Папа пришел за мной уже в сумерках, сказал - а, вот ты где, взял на руки, спросил, стараясь, чтобы голос не звучал встревоженно, - ты как, дружище? А я ответила, что все хорошо.
Тогда он прижал меня к себе, и тоже стал бродить вокруг яблони, и рассказывать мне про маму, про то, как все было и почему, что она ни в чем не виновата, и я ни в чем не виновата, просто нам обеим здорово не повезло. А потом добавил, что ведь и повезло - мы обе живы как-никак, а с остальным уж разберемся, нужно время.
А я сказала, что на маму не обижаюсь, и надо к ней поменьше липнуть, наверное, да?
Тут папа перестал прижимать меня к себе, а, наоборот, слегка отстранился, вышел к свету, лившемуся из окон, посмотрел на меня внимательно, и сказал, что я - его ученый скворчонок, и даже удивительно, как это я все так хорошо понимаю, а еще, что любит меня, как сорок тысяч папьев любить не могут.
Я расхихикалась, и сказала, что нет такого слова - папья.
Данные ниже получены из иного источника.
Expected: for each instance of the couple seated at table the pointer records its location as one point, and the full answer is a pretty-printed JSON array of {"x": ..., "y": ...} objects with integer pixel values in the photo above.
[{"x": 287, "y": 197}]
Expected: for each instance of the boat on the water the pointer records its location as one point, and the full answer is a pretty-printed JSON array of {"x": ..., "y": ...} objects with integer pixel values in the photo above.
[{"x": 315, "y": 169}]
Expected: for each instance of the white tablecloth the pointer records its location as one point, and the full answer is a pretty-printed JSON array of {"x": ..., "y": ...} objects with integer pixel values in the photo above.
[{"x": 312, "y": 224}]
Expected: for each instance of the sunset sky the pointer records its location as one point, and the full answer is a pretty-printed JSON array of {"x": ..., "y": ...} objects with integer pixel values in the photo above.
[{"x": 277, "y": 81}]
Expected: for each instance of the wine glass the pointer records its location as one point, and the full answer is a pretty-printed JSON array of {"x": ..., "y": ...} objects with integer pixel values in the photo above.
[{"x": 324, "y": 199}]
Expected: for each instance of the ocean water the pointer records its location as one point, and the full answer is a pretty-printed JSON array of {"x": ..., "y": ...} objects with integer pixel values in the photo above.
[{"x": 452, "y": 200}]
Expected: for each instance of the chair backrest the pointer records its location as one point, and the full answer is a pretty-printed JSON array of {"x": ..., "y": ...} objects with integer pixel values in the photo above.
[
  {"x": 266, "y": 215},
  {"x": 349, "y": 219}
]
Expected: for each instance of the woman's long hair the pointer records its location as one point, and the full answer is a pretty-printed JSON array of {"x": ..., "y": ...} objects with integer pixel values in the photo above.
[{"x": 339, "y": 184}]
Слово показалось мне необыкновенно смешным, и я все повторяла - папья, папья, и трогала его за нос.
У детей довольно странное чувство юмора, да. Как и у собак.
Потом он отнес меня в дом, и еще долго читал мне про короля Артура, изображал Ланселота на телеге, а я снова хихикала в ладошку, чтобы не разбудить Зосю, но Зося все же проснулась и прогнала папу спать.
И я тоже уснула - вполне счастливой и спокойной. Та змея, что все-таки грызла мое сердце, подохла, похоже.
С мамой с тех пор у нас установились скорее приятельские отношения. За последние тридцать лет мы много раз ссорились, мирились,и, в конце концов, подружились почти по-настоящему. Конечно, у нас все «не как у людей», она мне больше подруга, чем мама, но мы неплохо выкрутились из всего этого дерьма, так я думаю.
Само собой, все это не так уж просто сошло мне с рук - я долго еще ходила, как скупой рыцарь, пересчитывая эти свои пятаки-любови, сжимая их в кулаке.
«Папа меня любит, и Зося меня любит, и Игорек, и тетя Галя. А не любит всего лишь одна мама, - и добавляла как папа, когда осматривал больных - что ж, это совсем неплохо»
Да, это было совсем неплохо, тем более, что в скором времени ситуация разрешилась в мою пользу весьма странным образом.